Private radio station Shems FM reported that Mejri and Beji published cartoons insulting the Prophet.
While Jabeur Mejri is in prison, his friend Ghazi Beji, who was sentenced in absentia, is at large. He fled to Athens to avoid prosecution. According to atheistica.com Beji wrote a book called “the Illusion of Islam”, and published it on the internet.
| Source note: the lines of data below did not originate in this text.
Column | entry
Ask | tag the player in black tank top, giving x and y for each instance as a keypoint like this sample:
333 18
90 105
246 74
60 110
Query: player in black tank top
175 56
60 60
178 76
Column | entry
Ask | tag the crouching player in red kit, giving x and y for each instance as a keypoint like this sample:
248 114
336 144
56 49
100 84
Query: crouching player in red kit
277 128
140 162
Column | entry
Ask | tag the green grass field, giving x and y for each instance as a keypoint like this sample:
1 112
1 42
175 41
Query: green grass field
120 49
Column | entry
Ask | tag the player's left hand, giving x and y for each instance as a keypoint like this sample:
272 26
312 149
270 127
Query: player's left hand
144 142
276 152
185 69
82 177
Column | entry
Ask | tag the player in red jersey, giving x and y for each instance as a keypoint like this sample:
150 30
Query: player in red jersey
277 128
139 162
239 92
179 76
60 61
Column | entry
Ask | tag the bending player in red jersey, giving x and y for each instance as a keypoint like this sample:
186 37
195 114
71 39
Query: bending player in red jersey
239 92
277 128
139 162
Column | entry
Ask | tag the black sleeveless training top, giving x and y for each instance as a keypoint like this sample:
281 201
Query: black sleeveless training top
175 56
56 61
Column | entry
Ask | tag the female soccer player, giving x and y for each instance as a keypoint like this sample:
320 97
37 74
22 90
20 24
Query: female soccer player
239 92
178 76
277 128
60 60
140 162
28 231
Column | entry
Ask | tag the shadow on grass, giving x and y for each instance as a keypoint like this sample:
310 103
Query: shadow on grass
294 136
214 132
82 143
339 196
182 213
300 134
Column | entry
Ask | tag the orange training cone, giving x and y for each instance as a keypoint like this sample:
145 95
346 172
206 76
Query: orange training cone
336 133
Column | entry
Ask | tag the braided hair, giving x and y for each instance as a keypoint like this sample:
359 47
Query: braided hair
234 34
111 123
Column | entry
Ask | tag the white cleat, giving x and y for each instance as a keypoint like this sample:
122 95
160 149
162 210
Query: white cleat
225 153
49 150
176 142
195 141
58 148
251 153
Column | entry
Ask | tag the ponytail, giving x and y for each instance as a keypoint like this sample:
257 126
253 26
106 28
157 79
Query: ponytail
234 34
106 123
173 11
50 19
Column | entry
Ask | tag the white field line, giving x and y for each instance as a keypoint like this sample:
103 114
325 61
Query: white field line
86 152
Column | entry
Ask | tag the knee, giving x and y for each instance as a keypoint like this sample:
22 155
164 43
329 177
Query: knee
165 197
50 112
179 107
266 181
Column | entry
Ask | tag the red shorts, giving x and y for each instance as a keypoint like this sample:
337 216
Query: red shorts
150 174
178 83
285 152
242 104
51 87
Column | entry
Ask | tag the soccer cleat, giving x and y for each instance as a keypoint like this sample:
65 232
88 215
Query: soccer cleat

His friend Mejri, wrote another book and “cursed the government, Islamists, Prophet Mohamed, drew a pig sleeping on the Kaaba [a sacred building for Muslims], and expressed his hatred towards Arabs and his love to Israel and its prime minister Natanyaho [sic]”.
Mejri, and Beji were convicted of “insulting others via public communication networks”, and spreading publications and writings that could “disturb public order” and “ moral transgression”.
The League of Tunisian Humanists condemned the sentence and complained about the “unclear circumstances that surrounded the trial, since one of the defendants fled”.
Olfa Riahi, a blogger and a journalist, who broke the story on the Tunisian blogosphere, told Index on Censorship that she is looking forward to see more associations getting together to support Mejri and Beji. “Many associations have started to react, but I would like to see [human rights group group] Liberty and Equity, as an association with an Islamic background, reacting too”, she said.
Bochra Bel Haji Hmida, a renowned Tunisian lawyer and women rights activist, will defend Mejri and Beji in their appeal.
Though the 2011 uprising has permitted Tunisians to freely express themselves, and criticize the political system; Islam has turned out to be a red line for the predominantly Muslim country, where censorship is taking on a religious tone.